S-MolSearch: 3D Semi-supervised Contrastive Learning for Bioactive Molecule Search

• URL: http://arxiv.org/abs/2409.07462v1
• Date: Tue, 27 Aug 2024 14:51:11 GMT
• Title: S-MolSearch: 3D Semi-supervised Contrastive Learning for Bioactive Molecule Search
• Authors: Gengmo Zhou, Zhen Wang, Feng Yu, Guolin Ke, Zhewei Wei, Zhifeng Gao,
• Abstract summary: We propose S-MolSearch, the first framework to leverage molecular 3D information and affinity information in contrastive learning for virtual screening. S-MolSearch efficiently processes both labeled and unlabeled data, training molecular structural encoders while generating soft labels for the unlabeled data. It surpasses both structure-based and ligand-based virtual screening methods for enrichment factors across 0.5%, 1% and 5%.

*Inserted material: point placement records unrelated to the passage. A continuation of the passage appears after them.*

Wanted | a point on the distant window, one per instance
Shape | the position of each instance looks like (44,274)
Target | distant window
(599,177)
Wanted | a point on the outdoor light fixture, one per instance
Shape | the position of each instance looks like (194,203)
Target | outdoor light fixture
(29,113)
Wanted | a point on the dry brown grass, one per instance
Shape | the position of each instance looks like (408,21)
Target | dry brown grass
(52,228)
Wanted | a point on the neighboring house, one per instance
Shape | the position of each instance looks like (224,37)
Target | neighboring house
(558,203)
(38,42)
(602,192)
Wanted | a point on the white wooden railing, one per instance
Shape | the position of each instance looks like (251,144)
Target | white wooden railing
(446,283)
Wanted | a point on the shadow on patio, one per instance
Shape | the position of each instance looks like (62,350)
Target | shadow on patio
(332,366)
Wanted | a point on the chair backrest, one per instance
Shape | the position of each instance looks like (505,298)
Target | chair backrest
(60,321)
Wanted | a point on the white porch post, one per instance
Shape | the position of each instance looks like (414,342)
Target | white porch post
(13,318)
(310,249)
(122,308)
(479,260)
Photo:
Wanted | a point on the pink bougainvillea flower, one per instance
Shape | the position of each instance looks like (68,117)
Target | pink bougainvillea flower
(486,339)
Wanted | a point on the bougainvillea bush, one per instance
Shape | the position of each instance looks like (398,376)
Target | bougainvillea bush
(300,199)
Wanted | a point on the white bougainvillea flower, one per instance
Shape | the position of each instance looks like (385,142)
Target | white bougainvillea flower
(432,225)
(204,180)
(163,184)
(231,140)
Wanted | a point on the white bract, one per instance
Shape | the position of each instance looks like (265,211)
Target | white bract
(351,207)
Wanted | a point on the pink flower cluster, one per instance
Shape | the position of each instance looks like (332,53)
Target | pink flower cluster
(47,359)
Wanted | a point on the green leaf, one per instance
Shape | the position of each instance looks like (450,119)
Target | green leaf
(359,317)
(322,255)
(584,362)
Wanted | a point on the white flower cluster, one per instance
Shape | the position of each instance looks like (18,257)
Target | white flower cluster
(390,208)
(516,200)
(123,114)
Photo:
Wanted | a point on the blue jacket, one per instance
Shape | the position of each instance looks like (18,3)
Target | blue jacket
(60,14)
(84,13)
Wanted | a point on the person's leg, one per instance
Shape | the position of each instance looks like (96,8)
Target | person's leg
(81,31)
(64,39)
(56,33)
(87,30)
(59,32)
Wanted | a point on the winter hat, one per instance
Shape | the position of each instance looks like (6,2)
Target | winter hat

• Score: 30.071862398889774
• License: http://creativecommons.org/licenses/by-nc-nd/4.0/
• Abstract: Virtual Screening is an essential technique in the early phases of drug discovery, aimed at identifying promising drug candidates from vast molecular libraries. Recently, ligand-based virtual screening has garnered significant attention due to its efficacy in conducting extensive database screenings without relying on specific protein-binding site information. Obtaining binding affinity data for complexes is highly expensive, resulting in a limited amount of available data that covers a relatively small chemical space. Moreover, these datasets contain a significant amount of inconsistent noise. It is challenging to identify an inductive bias that consistently maintains the integrity of molecular activity during data augmentation. To tackle these challenges, we propose S-MolSearch, the first framework to our knowledge, that leverages molecular 3D information and affinity information in semi-supervised contrastive learning for ligand-based virtual screening. Drawing on the principles of inverse optimal transport, S-MolSearch efficiently processes both labeled and unlabeled data, training molecular structural encoders while generating soft labels for the unlabeled data. This design allows S-MolSearch to adaptively utilize unlabeled data within the learning process. Empirically, S-MolSearch demonstrates superior performance on widely-used benchmarks LIT-PCBA and DUD-E. It surpasses both structure-based and ligand-based virtual screening methods for enrichment factors across 0.5%, 1% and 5%.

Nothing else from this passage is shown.